TS: You seem to say that the concept of rate-limiting enzymes, as an operational definition, is useful in some ways. Do you feel the same way about stem cell as an operational definition?

AL: Absolutely. Clearly one can define the behavior of being the stem cell in a system. And so operationally, you can talk about, 'Can I transplant some cells that will behave this way?' or 'Within cancer, are there some cells that are behaving in this manner?' The tricky part is if then you jump from that to say, 'Well great, so since there are cells behaving in that manner, I should be able to define a network of gene expression that tells us what it means to behave in that manner.' That would be like saying that I should be able to find a type of fold or a type of amino acid that defines being a rate-limiting enzyme. That, of course, is nonsense.

TS: What is the damage or the danger in perpetuating this mistaken concept of stem cells or 'stemness?' Are there any false paths that we've been led down?

AL: I shudder a little bit about being too critical about false paths, because I think the natural course of science is that we go down lots of false paths. I think we have to. If we try to be so clever that we never went down anything that might be a blind alley, we'd never get any work done.

[Cancer therapy research is] a case that has a certain clinical immediacy to it. You don't want people jumping in and making assumptions about how therapy would work that would lead them to explore some therapies and not others that would perhaps hold back the course of finding better therapies for a certain amount of time. That has real impact on people and their lives. Whether those of us who are doing research on animals or doing theory get held back by a little bit...I'm not sure that that's the end of the world.

TS: Do you think that by shifting the framework away from a single cell to a broader system, there's a danger of the concept of 'stemness' becoming too diffuse? Would we be losing some level of detail by pulling the microscope back from the cell to consider the system?
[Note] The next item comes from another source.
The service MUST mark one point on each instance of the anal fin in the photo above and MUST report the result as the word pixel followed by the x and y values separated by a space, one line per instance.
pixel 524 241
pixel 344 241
AL: We might be. I think that just remains to be seen. It remains to be seen how many different ways there are to achieve stem cell behavior within a lineage. If there are 100 different ways and [that number] keeps growing, then there might be a sense in which the concept is a nice concept, but it refers to so many phenomena that it's not that helpful. On the other hand, we might find that there really are a very limited number of tricks that are used, and so the concept might be quite useful, just having been bumped up to a slightly higher level.

TS: Have you presented your ideas to any colleagues or stem cell researchers and gauged their reactions?

AL: I have presented it to some colleagues, and I haven't had anybody yell at me yet. There are others who have been sounding this note for a while now. What's different here is that in the work of others they've tried to argue that stem cell is a condition rather than a character based largely on some of the difficulties that have been obtained in trying to pin down 'stemness.' I come at it by saying that in addition to that, we now know, because of our understanding of feedback control, that we shouldn't expect to be able to pin down stemness. It's just not going to happen unless we treat it at a network level. So I'm trying to add to the chorus here rather than be the lone voice. When I present this, it's not as radical as it might seem, and I hope I don't come across as though I'm trying to take credit for being the only person in this camp.